What is MiFID II?
MiFID stands for The Markets in Financial Instruments Directive. It provides the framework for legislation regarding investment services in Europe. MiFID II is the second installment of the initial directive aimed at addressing issues that were not fixed in the first version. Effective January 3, 2018, MiFID II’s mission is to improve the transparency and accuracy of research in the market and to enhance investor protection. Although MiFID II was legally introduced to the European Union last summer, The European Securities and Markets Authority (ESMA) was given until January of 2018 to create detailed rules for the member states to implement. The directive has set forth to change parts of how the market functions including overall market structure, governance, investor protection, business conduct, investor research, client categorization, algorithmic trading, best execution, pre-post trade transparency, transaction reporting, trading rules, and third-country access.
Technically, MiFID only applies to firms located within the European Union. However, the proposed regulations will have major global implications. One of the most impactful changes outlined in MiFID II for non-EU firms prohibits asset managers from paying for research through bundled advisory or execution commissions. Instead, buy-side institutions will pay for research from either their own pockets or via supervised Research Payment Accounts (RPAs). International buy-and-sell side communities operating in Europe will have to embrace MiFID II in order to effectively continue their practices within Europe. For those not interacting with Europe, MiFID will likely disrupt a company’s practices through either compliance policies or the competitive pressure to provide transparency to clients. Experts predict that there will be a global shift towards transparency in research payment in the post-MiFID II market.
What does it mean for research and brokerage? Because asset managers are required to begin paying for their research explicitly, they will no longer receive the extensive amount of research for cheap that they do today. Instead, sell-side analysts will price their research services for asset managers to purchase. As a result of this explicit pricing and scrutiny from end-investors, asset managers will become more selective in their approach to research spending. Buy-side institutions will most likely opt for high quality, sector-specific analysts to conduct their research instead of using broad, largely generic research providers that are common today.
Due to increased selectivity among asset managers, research brokerage firms will have to adjust their services. Since MiFID II demands disclosure in research pricing, brokerage firms will compete to provide the best value for research. Additionally, less demand from the buy-side means narrowing coverage and big cuts for research providers. Experts predict that this shrinkage will lead to a reduction in coverage for smaller companies or unattractive sectors as analysts hone in on the bigger, more lucrative businesses. This could mean a dramatic drop in the quantity and quality of coverage for small to mid-cap companies. However, as the larger brokerage companies drop coverage on smaller stocks, opportunities will arise for mid-to-small tier brokerage firms to provide high quality research on small to mid-size enterprises.

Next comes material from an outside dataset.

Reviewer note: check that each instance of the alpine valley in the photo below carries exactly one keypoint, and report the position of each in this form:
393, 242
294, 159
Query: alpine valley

What does it mean for small public companies?
The demise of small cap coverage is not a new topic, but MIFID II only accentuates the trend. Here is what a small public company should do:
Support your existing analysts to minimize risk of losing coverage
Support of existing covering analysts is increasingly important. Attend their conferences, selectively go on the road with them, and support the best covering firms with your investment banking business.
Take destiny into your own hands; don’t rely on the sell-side for buy side introductions
Institute your own strategic targeting program with investors. As research spending shrinks, the buy side may be more selective in taking management meetings from firms who they are not paying. This will not be a barrier should the company, or its investor relations agency, reach out directly.
Add more industry perspective to your investor communications
One of the many values of sell-side research is the industry perspective it provides investors. Frequently public companies limit their industry and competitive landscape discussion more than they should as they do not want to publicly mention, or “advertise”, peers and competitors in their material. Now is the time to explore ways that you can more proactively depict where your company fits and excels in the competitive landscape.
Does shrinking sell-side coverage mean you should provide guidance?
No. But it elevates the importance of providing a clear picture of the strategic direction of the business and realistic goals the company can obtain. Projections and specific time frames are not necessary; but long term targets pertaining to such metrics as revenue growth rate and composition, margins, and ROIC provide a good method to align the buy side with how management is thinking about where the business can go.